Jenny Erpenbecks "Geschichte vom alten Kind" beginnt mit einem Betrug: Um sich - gleich der Protagonistin ihres Debüts - wie ein altes Kind zu fühlen und Pubertär-Kindliches aus der Warte einer Erwachsenen nachempfinden zu können, gab sich die sehr jung aussehende 27-jährige Erpenbeck als 17-Jährige aus.

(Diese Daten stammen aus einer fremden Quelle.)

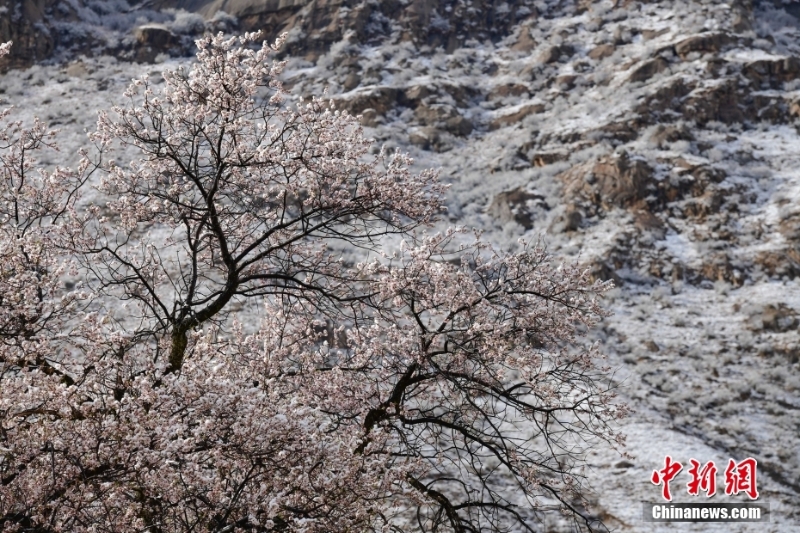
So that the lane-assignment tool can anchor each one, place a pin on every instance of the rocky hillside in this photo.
(655, 140)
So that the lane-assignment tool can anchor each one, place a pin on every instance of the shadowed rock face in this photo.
(37, 25)
(659, 141)
(22, 23)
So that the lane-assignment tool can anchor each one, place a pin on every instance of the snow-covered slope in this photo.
(655, 141)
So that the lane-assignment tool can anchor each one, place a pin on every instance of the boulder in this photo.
(518, 205)
(507, 89)
(719, 102)
(381, 99)
(613, 181)
(648, 69)
(774, 317)
(602, 51)
(515, 116)
(156, 36)
(570, 220)
(670, 133)
(772, 73)
(703, 43)
(557, 53)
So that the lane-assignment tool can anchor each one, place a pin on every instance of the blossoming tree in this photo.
(441, 386)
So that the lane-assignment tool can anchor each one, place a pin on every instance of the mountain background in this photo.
(657, 142)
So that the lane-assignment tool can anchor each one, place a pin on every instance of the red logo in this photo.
(739, 477)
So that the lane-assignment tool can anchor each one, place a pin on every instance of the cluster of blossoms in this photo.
(443, 386)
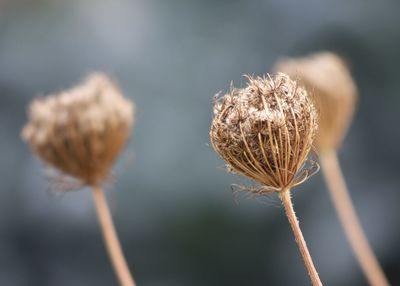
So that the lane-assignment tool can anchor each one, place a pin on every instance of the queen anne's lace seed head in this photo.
(81, 131)
(265, 130)
(333, 91)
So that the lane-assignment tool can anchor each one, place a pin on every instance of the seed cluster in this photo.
(265, 131)
(333, 91)
(81, 131)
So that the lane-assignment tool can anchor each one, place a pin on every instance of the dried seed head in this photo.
(81, 131)
(333, 90)
(265, 131)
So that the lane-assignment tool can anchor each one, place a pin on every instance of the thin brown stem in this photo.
(301, 243)
(349, 220)
(111, 239)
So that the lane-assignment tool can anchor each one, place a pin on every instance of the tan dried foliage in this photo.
(328, 79)
(82, 130)
(265, 131)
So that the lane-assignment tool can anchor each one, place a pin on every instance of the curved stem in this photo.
(301, 243)
(349, 220)
(111, 239)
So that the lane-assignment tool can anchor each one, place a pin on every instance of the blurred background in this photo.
(178, 220)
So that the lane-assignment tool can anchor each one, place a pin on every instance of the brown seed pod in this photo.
(82, 130)
(265, 131)
(327, 78)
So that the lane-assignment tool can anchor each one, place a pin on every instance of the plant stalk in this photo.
(111, 239)
(301, 243)
(349, 220)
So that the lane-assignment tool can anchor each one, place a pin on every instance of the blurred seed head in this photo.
(81, 131)
(265, 131)
(327, 77)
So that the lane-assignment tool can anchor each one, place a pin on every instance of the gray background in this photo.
(172, 201)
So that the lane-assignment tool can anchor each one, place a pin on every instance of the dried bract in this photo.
(333, 90)
(265, 131)
(81, 131)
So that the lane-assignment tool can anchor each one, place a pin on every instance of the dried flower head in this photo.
(265, 131)
(81, 131)
(333, 90)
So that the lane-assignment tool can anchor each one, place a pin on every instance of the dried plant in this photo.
(335, 94)
(81, 132)
(265, 131)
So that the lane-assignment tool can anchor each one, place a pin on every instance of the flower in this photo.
(82, 130)
(333, 90)
(265, 131)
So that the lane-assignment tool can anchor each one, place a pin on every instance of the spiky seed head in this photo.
(265, 130)
(82, 130)
(328, 79)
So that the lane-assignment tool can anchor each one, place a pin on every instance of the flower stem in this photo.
(111, 239)
(301, 243)
(349, 220)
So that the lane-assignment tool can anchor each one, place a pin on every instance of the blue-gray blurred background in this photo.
(174, 209)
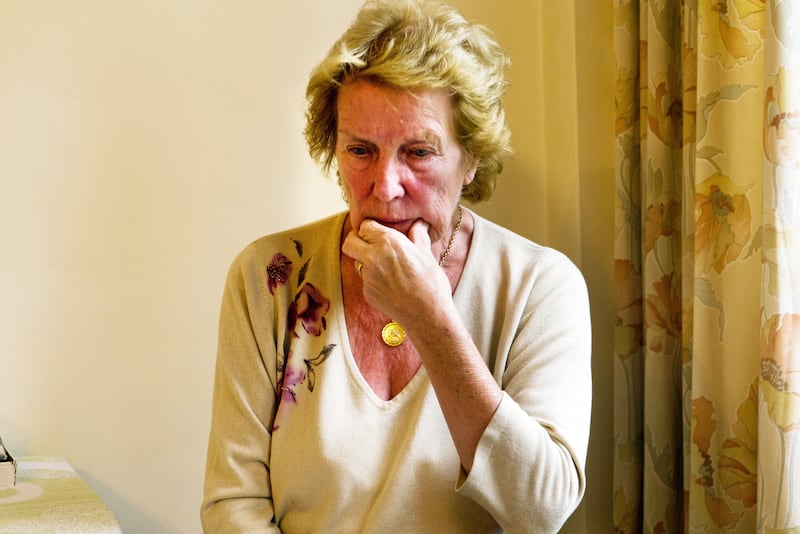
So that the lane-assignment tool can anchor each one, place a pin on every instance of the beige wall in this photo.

Sie ließ sich in die elfte Klasse eines Westberliner Gymnasiums aufnehmen und erlebte aus der Distanz des Nicht-Dazugehörens schulische und private Hochs und Tiefs mit, gewann eine gute Freundin, verguckte sich in einen Jungen aus der Parallelklasse und erfüllte sich schließlich den Traum eines jeden Schülers - nach einem Monat verließ sie einfach die Lehranstalt, schlug die Tür für immer hinter sich zu und ging ein Eis essen.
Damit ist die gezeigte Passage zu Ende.